Predicting Early Deliveries: Using Machine Learning to Find Pregnancies at Risk

Despite preterm birth being the leading cause of infant mortality worldwide, clinicians have difficulty determining which pregnancies are at risk and would benefit from additional support. A crowd-sourced effort using machine learning looks to change that.

An international team led by Marina Sirota, PhD, an associate professor of pediatrics with the Bakar Computational Health Sciences Institute at UC San Francisco, organized a global challenge for researchers to develop machine learning models that can predict which pregnancies are likely to have preterm delivery based on microbiome data.

Sirota says “the ability to predict pregnancies at risk of preterm birth is a crucial first step in developing and implementing prevention strategies. There are some known factors associated with preterm birth, but clinical tools are needed to assess the risk for individuals, early and reliably.”

The top performing predictive models had up to 87% accuracy when predicting early preterm birth (births before 32 weeks of pregnancy) and up to 69% accuracy for preterm birth (births before 37 weeks of pregnancy). These models are based on the vaginal microbiome during pregnancy, which varies in composition and is key to a healthy pregnancy. The full results were published in Cell Reports Medicine.

Overcoming Data Restrictions

Machine learning models are strengthened by having robust data to learn from and analyze, but all the data needs to be in the same format. Vaginal microbiome data is generated by investigating various regions of a single gene, meaning the data between studies is not uniform.

Harmonizing microbiome data is a complex task, and previous attempts to study the microbiome generally only used single datasets with limited samples. To overcome this limitation, co-first author Jonathan Golob, MD, PhD, assistant professor of internal medicine at the University of Michigan, created an open-source tool called MaLiAmPi that brings microbiome data from disparate sources into a unified format so it can be used by machine learning models.

With this breakthrough tool, data from nine studies and over 1,200 pregnant people were combined into one comprehensive dataset for the public challenge, setting the stage for machine learning experts to make and submit reliable predictive models.  

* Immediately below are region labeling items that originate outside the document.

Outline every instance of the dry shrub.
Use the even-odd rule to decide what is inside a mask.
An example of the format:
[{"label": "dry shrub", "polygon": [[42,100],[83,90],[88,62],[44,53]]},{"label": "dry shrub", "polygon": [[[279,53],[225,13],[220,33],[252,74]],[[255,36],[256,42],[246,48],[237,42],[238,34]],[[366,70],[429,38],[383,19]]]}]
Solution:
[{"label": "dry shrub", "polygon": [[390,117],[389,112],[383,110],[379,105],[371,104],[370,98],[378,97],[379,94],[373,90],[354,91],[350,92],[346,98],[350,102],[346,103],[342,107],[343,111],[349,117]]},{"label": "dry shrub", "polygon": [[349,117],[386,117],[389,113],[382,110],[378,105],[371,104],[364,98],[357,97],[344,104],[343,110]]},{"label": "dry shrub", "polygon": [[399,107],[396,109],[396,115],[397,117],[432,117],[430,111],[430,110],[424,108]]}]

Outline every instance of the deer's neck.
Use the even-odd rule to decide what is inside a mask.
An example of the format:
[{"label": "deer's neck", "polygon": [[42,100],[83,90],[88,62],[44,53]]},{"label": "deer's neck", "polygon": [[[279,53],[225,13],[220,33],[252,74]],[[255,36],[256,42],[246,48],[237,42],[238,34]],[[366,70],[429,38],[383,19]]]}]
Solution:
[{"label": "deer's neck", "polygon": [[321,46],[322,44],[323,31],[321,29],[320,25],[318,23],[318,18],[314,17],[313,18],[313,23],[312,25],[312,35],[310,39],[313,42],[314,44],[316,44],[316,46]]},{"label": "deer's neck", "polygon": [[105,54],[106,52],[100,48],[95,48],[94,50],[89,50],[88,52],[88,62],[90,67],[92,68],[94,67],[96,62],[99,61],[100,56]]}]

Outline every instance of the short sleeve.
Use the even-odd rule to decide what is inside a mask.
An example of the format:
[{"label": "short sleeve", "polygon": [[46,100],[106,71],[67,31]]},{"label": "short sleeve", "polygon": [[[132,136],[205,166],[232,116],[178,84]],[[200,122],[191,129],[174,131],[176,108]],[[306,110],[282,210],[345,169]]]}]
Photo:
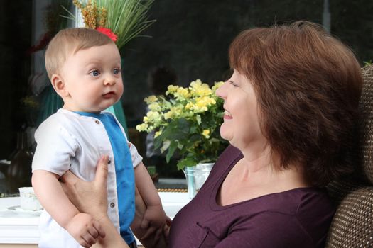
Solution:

Moving Toward Clinical Application

Over 300 teams from around the world submitted machine learning models, which were tested against two previously unavailable datasets to determine their predictive power. Tomiko Oskotsky, MD, co-first author and senior research scientist in the Sirota Lab at UCSF, says having multiple, independently developed models with strong predictive powers strengthens the team’s confidence that the vaginal microbiome can be used in clinical applications to accurately identify pregnancies at risk for preterm labor. 

Known as a DREAM Challenge, this crowd-sourcing approach required work from over 50 authors to define the prediction task, provide the necessary data, and evaluate all submitted models so that the global research community could be leveraged to create the best predictive models possible.

“Our team has now aggregated the best performing submissions into a single ensemble model, which we hope to test prospectively in a clinical trial with diverse populations. Once we’re able to reliably assess which pregnancies are at risk, we can better support those pregnancies and develop new interventions to protect the parent and child,” says Sirota.